The Electronic Frontier Foundation (EFF), perhaps the most well-known digital rights non-profit, today launched a new "Fix It Already" campaign with the aim of getting technology companies to implement new privacy features in areas where privacy is lacking.
According to the EFF, the issues that it is demanding a fix for are "well-known privacy and security issues" that have "attainable fixes." From Apple, the EFF wants the company to implement user-encrypted iCloud backups that are inaccessible to the company and thus to law enforcement.
iCloud content uploaded to Apple is encrypted at the location of the server and, with the proper legal requests, Apple can provide iCloud information that includes name, address, email, mail logs with date/time stamps, photos, Safari browsing history, iMessages, and more, with full details outlined by Apple on its privacy site. [PDF]
The EFF says that Apple should "let users protect themselves" and elect for "truly encrypted iCloud backups."
Apple has not encrypted iCloud backups because doing so would prevent Apple from being able to restore iCloud backups for users who have forgotten their passwords.

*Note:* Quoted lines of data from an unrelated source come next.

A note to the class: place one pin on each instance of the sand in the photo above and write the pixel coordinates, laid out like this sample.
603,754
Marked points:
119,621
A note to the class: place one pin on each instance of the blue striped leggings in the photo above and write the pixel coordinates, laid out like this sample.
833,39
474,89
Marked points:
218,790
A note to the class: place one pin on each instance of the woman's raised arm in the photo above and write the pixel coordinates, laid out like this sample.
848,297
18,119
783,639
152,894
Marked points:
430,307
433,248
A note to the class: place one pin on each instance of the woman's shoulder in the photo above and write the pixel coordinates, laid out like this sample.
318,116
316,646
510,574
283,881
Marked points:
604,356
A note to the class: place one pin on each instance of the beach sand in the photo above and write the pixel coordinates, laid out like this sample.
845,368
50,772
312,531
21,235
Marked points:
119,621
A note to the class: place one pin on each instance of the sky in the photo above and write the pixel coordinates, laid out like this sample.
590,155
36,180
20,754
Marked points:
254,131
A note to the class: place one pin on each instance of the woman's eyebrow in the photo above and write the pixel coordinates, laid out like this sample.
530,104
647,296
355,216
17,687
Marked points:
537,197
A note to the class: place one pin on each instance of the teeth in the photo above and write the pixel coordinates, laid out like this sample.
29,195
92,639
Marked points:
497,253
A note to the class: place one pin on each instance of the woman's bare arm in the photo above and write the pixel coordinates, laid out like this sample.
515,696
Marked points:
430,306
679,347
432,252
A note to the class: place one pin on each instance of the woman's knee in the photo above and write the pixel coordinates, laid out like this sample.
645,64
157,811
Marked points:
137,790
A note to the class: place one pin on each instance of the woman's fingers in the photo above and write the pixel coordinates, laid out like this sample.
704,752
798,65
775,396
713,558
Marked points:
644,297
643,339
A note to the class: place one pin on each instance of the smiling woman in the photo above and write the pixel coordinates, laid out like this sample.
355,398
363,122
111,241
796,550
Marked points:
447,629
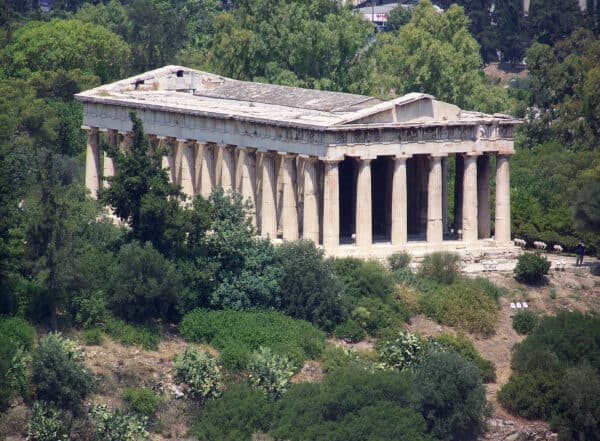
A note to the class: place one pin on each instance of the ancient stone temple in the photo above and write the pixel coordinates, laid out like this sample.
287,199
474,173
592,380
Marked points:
355,174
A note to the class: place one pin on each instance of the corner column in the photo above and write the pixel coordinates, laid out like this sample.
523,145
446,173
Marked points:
434,201
502,224
92,162
310,215
331,204
470,230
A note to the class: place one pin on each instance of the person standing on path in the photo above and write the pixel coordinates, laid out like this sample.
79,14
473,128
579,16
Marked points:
579,251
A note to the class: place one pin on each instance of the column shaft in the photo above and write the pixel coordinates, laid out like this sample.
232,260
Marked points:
399,203
92,162
331,205
434,201
289,211
470,230
483,196
310,221
502,224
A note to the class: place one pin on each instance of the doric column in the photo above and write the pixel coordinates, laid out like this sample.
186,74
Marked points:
483,196
92,162
268,218
187,168
502,224
399,202
109,163
470,230
458,191
248,183
207,171
310,215
227,167
289,210
331,204
434,201
364,213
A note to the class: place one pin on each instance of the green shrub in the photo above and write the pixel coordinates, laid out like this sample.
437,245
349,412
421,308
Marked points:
442,267
128,335
350,331
531,268
531,395
350,405
19,331
142,400
93,337
402,353
463,346
200,373
239,413
234,356
464,304
399,260
270,372
116,425
58,373
47,423
310,289
451,397
253,329
524,322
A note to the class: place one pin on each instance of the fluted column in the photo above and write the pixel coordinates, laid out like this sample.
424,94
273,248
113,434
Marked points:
289,210
310,220
109,163
92,162
268,218
502,224
434,201
470,230
483,196
187,168
399,202
364,213
331,204
207,171
227,167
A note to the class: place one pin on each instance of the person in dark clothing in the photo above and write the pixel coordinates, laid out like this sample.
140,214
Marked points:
579,251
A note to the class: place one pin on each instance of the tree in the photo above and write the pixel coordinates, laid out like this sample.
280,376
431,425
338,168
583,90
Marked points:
141,195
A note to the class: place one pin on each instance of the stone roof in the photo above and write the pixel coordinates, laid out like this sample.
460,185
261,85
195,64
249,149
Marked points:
185,90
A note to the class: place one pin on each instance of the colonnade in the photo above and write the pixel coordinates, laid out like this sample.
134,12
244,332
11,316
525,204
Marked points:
299,196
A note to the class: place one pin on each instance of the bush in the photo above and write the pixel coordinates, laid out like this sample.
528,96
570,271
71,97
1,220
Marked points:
310,289
402,353
451,397
524,322
19,331
115,425
399,260
143,284
253,329
93,337
47,423
270,372
350,331
531,268
239,413
199,372
442,267
141,335
142,400
531,395
464,304
464,347
58,373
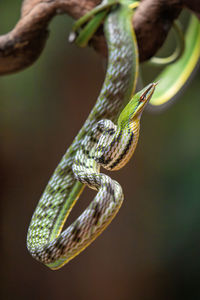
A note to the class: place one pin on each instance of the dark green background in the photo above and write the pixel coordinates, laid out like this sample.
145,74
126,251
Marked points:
151,251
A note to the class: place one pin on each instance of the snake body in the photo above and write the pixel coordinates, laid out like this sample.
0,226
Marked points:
45,241
100,142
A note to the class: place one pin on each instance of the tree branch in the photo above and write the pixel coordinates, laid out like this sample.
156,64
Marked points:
23,45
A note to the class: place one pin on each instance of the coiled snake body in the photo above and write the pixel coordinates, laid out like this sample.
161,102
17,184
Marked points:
44,240
99,143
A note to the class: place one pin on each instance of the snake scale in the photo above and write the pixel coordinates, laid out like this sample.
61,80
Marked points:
100,142
45,241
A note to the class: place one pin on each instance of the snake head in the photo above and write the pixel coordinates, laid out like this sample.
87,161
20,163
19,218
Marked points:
136,105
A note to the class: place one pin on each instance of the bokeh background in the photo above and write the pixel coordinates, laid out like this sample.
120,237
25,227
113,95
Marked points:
151,249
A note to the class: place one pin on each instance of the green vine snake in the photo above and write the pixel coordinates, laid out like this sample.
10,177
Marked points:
99,143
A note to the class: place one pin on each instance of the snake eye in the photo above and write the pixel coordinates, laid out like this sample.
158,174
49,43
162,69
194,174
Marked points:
141,98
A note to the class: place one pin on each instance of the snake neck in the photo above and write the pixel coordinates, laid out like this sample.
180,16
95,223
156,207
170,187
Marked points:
116,147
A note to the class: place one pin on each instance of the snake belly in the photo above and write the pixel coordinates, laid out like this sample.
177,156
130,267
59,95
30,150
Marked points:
45,241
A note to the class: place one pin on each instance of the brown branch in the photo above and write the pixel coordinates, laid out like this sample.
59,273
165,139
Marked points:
23,45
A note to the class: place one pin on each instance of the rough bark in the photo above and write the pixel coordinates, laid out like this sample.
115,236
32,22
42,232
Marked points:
22,46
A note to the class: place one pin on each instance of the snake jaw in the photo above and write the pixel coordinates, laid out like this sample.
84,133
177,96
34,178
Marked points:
142,99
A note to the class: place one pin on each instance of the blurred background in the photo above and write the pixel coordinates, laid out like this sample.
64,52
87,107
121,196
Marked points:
151,249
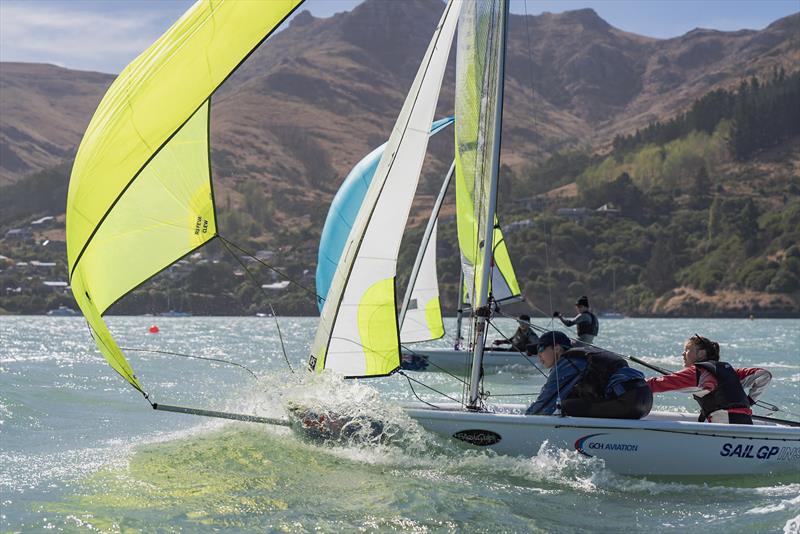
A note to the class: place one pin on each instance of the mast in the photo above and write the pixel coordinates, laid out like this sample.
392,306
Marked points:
424,245
481,309
460,312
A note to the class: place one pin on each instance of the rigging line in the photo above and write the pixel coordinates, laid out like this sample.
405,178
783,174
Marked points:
128,378
170,353
429,387
530,57
441,369
253,278
270,267
529,394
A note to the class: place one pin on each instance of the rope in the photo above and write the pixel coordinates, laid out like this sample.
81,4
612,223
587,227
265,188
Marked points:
169,353
268,266
441,369
429,387
225,242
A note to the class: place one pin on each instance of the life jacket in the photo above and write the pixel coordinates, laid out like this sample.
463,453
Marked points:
600,366
729,392
589,328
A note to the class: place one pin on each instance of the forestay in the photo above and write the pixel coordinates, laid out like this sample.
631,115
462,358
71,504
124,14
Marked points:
478,42
358,332
140,195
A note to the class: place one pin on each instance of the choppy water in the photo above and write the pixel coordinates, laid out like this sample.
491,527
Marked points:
80,450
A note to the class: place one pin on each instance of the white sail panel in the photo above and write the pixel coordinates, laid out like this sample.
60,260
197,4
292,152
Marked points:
423,319
358,333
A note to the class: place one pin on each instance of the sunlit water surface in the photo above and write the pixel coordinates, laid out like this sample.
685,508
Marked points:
80,450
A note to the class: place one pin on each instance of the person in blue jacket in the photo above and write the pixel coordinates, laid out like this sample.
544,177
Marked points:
588,382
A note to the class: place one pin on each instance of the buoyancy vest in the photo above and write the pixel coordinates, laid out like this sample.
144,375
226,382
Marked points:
600,366
729,392
591,328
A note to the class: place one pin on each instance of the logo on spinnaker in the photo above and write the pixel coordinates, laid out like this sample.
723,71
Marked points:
481,438
200,225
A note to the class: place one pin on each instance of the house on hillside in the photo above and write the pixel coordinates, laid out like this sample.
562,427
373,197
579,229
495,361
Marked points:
44,222
572,213
608,209
19,234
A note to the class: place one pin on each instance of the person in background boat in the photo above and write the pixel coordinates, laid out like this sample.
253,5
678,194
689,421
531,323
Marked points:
586,321
590,382
524,339
724,393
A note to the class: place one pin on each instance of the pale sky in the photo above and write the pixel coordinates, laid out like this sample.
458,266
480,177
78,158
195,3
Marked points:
105,35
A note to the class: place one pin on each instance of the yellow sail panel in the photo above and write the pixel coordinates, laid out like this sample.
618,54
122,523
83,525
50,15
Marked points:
377,326
154,96
100,333
474,135
167,212
140,192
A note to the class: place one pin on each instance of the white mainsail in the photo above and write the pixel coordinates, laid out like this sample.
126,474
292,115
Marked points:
358,333
479,105
421,312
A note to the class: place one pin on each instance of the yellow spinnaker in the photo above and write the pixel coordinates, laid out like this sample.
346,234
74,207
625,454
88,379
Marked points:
140,194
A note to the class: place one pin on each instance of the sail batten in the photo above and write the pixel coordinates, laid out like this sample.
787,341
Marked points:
360,308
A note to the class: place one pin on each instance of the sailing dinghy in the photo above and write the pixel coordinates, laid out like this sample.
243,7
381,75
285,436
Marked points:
358,333
140,198
420,316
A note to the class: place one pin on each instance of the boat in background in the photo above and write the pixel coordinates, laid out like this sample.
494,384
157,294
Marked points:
358,334
62,311
175,313
140,198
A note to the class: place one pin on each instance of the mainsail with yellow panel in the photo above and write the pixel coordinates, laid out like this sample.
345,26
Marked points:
140,194
358,334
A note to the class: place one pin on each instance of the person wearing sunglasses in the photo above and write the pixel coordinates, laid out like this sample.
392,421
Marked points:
588,382
723,392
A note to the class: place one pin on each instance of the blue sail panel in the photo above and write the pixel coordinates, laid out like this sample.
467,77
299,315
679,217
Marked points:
343,212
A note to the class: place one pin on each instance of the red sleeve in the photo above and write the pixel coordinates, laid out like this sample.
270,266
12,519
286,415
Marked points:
685,378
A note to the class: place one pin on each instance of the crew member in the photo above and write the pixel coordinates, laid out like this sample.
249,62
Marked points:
724,393
590,382
586,321
524,338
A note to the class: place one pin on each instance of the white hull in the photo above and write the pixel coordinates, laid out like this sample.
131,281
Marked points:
661,444
458,361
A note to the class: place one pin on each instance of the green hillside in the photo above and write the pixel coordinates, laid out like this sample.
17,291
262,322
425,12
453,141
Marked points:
701,217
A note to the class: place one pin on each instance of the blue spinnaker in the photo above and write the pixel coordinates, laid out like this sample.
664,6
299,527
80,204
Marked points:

As the EFF points out, though, Apple CEO Tim Cook has said in the past that Apple may move towards encrypted iCloud backups in the future. From an interview Cook did with German site Der Spiegel:
There our users have a key and we have one. We do this because some users lose or forget their key and then expect help from us to get their data back. It is difficult to estimate when we will change this practice. But I think that will be regulated in the future as with the devices. So we will not have a key for it in the future.
The EFF has demands for other technology companies in addition to Apple. Android, it says, should let users deny and revoke apps' internet permissions, while Twitter should end-to-end encrypt direct messages and Facebook should stop using phone numbers provided for account creation for targeted advertising.
WhatsApp should obtain user consent before adding users to groups, Slack should give free workspace administrators control over data retention, and Verizon should stop pre-installing spyware on some smartphones.